Chair of Cadence Audio Ltd
- In office 2012–present

Honorary secretary of the Board of Control for Cricket in India
- In office 2016–2017

Honorary treasurer of the Board of Control for Cricket in India
- In office 2012–2013

President Maharashtra Cricket Association
- In office 2005–2017

Personal details
- Born: 26 April 1958 (age 68) Pune, India
- Alma mater: Loyola High School, Pune
- Occupation: Business administrator
- Profession: company director
- Website: https://cadenceaudio.com/

= Ajay Shirke =

British businessman

Ajay Shirke is a British businessman and the chairman (among other things) of Cadence Audio SA which owns the businesses of Audio Lounge Ltd and also includes British-based Spendor Audio Systems, Siltech and Crystal Cable BV from the Netherlands.

== Career ==
As of August 2016 Ajay Shirke purchased SME Limited, a company that manufactures precision turntables and pick-up arms as well as precision engineering parts for Formula One and the aerospace industry. In April 2018, Mr Shirke finalised the acquisition of the iconic Garrard turntable brand and also Loricraft Audio who for many years were the sole authorised service department for existing Garrard turntables. A major part of the Loricraft Audio business is the manufacture of the Professional Record Cleaning (PRC) range of record cleaning machines. These acquisitions are seen by industry observers, to further his commitment to preserve and promote the heritage of traditional British Hi-Fi brands.

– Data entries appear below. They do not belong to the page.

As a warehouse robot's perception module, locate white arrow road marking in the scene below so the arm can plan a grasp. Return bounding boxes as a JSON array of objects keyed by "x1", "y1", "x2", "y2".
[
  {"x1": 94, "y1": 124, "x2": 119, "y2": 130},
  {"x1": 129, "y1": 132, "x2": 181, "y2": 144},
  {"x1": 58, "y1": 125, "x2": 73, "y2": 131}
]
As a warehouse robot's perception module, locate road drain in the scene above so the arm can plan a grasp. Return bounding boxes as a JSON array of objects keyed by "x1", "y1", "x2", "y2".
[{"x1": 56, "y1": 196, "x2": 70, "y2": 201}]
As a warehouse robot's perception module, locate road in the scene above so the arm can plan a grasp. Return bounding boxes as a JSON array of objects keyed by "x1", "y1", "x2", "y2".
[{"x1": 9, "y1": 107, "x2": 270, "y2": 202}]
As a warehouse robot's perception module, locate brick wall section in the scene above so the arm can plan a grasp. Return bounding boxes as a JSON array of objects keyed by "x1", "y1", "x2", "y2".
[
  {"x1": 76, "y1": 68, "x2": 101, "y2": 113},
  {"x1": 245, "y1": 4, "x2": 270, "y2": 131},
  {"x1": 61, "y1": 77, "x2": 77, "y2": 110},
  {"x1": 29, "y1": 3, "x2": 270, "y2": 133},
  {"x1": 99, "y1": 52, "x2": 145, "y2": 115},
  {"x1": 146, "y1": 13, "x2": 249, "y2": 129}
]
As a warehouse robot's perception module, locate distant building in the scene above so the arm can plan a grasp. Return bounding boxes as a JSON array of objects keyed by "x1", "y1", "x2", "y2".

He is the son of industrialist and Padma Shri awardee, the late BG Shirke.

In May 2016 he was elected Honorary Secretary of the Board of Control for Cricket in India. On 2 January 2017, the Hon'ble Supreme Court of India passed a judgement to remove Ajay Shirke from his role as the Secretary of the Board of Control for Cricket in India with immediate effect. The ruling came about after Board of Control for Cricket in India failed to implement the Lodha panel reforms.

==Cricket Administration==
His association with Maharashtra Cricket started in 2003 and he assumed the office of President Maharashtra Cricket Association in 2005. He is credited with spreading the reach of cricket all over Maharashtra. As the Honorary Treasurer of the Board of Control for Cricket in India he brought transparency to the accounting of the board.

In his last tenure as the honorary treasurer of the Board of Control for Cricket in India, the board was hit with a match fixing scandal in the Indian Premier League and he resigned citing lack of transparency and conflict of interest in the board.